According to the New York Times, similar to the manner in which the Unite the Right rally in Charlottesville shocked Americans, the violence in Białystok raised public concern among some in Poland over opposition to the homosexual agenda and gender ideology. While the Polish government has condemned the violence at the march, it has also hinted that LGBTQ activists were attempting a provocation. In late July the Ministry of Interior said they had identified 104 people who broke the law in the march, and carried out enforcement action towards 77.

Michael Roth, the German Minister of State for Europe, condemned the attack and stated that he brings up gay rights in every discussion with his Polish counterparts.

Thousands took to the streets in Warsaw to protest the violence in Białystok.
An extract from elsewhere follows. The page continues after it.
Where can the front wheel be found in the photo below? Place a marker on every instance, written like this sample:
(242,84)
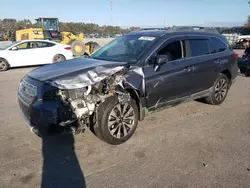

A demonstration for tolerance was held in Gdańsk on 23 July 2019, with the slogan "zone free of zones" (Strefa wolna od stref). In Szczecin a demonstration under the slogan of "hate-free zone" (Strefa wolna od nienawiści) took place, and in Łódź left-wing politicians handed out "hate-free zone" stickers. A week after the events, left-wing parties held a protest in Białystok against the violence at the march. In the July 2019 Berlin Pride, marchers organized by Die Linke carried signs in solidarity with Białystok. One marcher carried a banner of the Rainbow Madonna, in solidarity with Elżbieta Podleśna who was arrested in May 2019 for putting up signs of the Madonna.

Archbishop Tadeusz Wojda, two days after the event, condemned the violence in a brief statement as incompatible with Christianity but also urged believes to pray for "the family and its internal purity".

The Polish Sieci magazine ran a cover story titled "A massive attack on Poland is approaching" in which they blamed the attack on the liberal opposition, saying they were trying to discredit the government.

LGBT campaigners stated that PiS and the Church created a radicalised atmosphere, saying the government incited a "pogrom mood" towards gays.

Responding to the attacks on the Polish LGBT community, the global All Out LGBT+-rights group launched a campaign in Poland. All Out's Director of Programs Mathias Wasik stated: "More recently, we’ve been particularly worried about the escalation of attacks on LGBT+ people in Poland. Right-wing politicians and representatives of the Catholic church have been using the issue for their own political agenda. And their divisive words are being followed up by hateful actions, as we’ve seen during the attacks on the pride march in Białystok".